The market maker drives up the price. The higher the price goes the harder any short sellers are squeezed. If you squeeze them hard enough then some of the short sellers will start buying stock themselves in order cut their losses. The short sellers will cover. This drives the price higher forcing the other short sellers to cover as well.
Here is an example to make it a little easier to follow.
WSB LLC and their 2 million members slowly start buying call options for GameStop for fundamental reasons: it had cash in hand, was solvent, and had too many short sellers.
The stock keeps being mentioned and eventually hits boiling point when mentioned in tweets by Elon Musk and Chamath Palihapitiya.
On 27 Jan 2021 GameStop is the most traded security as everybody buys near-dated call options. The market makers hedge their risk by buying the stock. This drives up the price.
The rising price squeezes the short sellers and one-by-one the short sellers reverse their position and buy GameStop to cut their losses. They drive the price higher and squeeze each other.
WSB LLC sells their call options that are now deep in the money for serious profits.
Just like shorting is not bad, going long a company that has been unfairly targeted by short sellers despite posting surprisingly good earnings and publishing a turnaround strategy is also not bad. In fact, this action by wallstreetbets puts GameStop in a great position to fund their turnaround strategy.
Implications for GameStop
This is not the first time that wallstreetbets has had an impact on stocks. They did similar things with Tesla and Hertz. We can learn a lot from how the activity affected Hertz vs. how it affected Tesla and begin to speculate how it might affect GameStop and other companies that are currently on wallstreetbets radar.
Hertz’s had already filed for chapter 11 bankruptcy and was therefore unable to raise funds through a secondary sale. Tesla, on the other hand, was able to raise $5 billion by selling more stock to the market and is planning to do it again for a total fundraise of $10 billion. Enough to address any concerns short sellers may have.
So, what’s next? Is GameStop going to do a secondary sale to raise money to finance their turnaround strategy? I hope so. Every story needs a good ending. If you want to keep up to date with wallstreetbets I suggest you follow the /r/RedditTickers/ subreddit. The symbols that are trending right now are $GME (GameStop), $AMC (AMC Entertainment Holdings), $BB (BlackBerry), $NOK (Nokia), and $TD (Toronto-Dominion Bank).
Conclusions and Remarks
Retail investors have always been called the “dumb money“. They sell low and buy high. Furthermore, retail investor activity and margin debt levels have historically been quite good indicators of bubbles.
But … dare I say it … it feels different this time.
Wallstreetbets isn’t what the mainstream media would have you believe. I follow the subreddit and have posted a couple of times. The chats I have had with other members have been surprising. These are young, ambitious, educated, and unfortunately often unemployed or bored individuals sitting at home because of COVID.

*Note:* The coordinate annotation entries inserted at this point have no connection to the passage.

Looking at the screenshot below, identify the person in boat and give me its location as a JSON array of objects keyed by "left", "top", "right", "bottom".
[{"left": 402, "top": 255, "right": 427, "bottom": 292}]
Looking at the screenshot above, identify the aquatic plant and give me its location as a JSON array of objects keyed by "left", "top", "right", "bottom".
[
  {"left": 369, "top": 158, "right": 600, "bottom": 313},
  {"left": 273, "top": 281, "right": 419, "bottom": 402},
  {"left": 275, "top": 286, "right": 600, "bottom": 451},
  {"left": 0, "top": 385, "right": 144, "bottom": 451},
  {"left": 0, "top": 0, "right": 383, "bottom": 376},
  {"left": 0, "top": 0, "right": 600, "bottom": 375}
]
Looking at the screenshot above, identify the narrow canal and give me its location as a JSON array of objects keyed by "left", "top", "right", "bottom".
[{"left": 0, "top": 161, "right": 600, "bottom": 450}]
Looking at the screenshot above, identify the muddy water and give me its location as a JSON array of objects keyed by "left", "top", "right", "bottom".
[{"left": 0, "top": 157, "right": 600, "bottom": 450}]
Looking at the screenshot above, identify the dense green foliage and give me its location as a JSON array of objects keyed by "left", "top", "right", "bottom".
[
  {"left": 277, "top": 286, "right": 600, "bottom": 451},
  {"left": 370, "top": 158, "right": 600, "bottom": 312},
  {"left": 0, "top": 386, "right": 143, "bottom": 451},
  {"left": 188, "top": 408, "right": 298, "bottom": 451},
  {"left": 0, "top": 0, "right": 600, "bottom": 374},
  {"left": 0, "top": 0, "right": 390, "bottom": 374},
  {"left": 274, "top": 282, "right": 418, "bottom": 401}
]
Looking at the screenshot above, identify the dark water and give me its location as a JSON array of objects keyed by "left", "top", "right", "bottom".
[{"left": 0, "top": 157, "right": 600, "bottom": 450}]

Yes, they treat the stock market like a casino. Yes, people have been hurt. But the truth about the GameStop trade is that if Carl Icahn were behind it we would be applauding his genius on TV. We have a hero worship problem in investing. This time around “the dumb money” won and that’s what upset people.
Robinhood demonstrated once again that in the tech world users are second class citizens to customers. They turned their back on the community they helped to create. Yesterday a class action lawsuit was filed against them and, for the first time in a long time, Republicans and Democrats in the US agreed on something.
This was a brilliant trade and we should give credit where credit’s due. You know what they say: “if you can’t beat them, join them” so how long do you think it will take before we get a wallstreetbets ETF to track?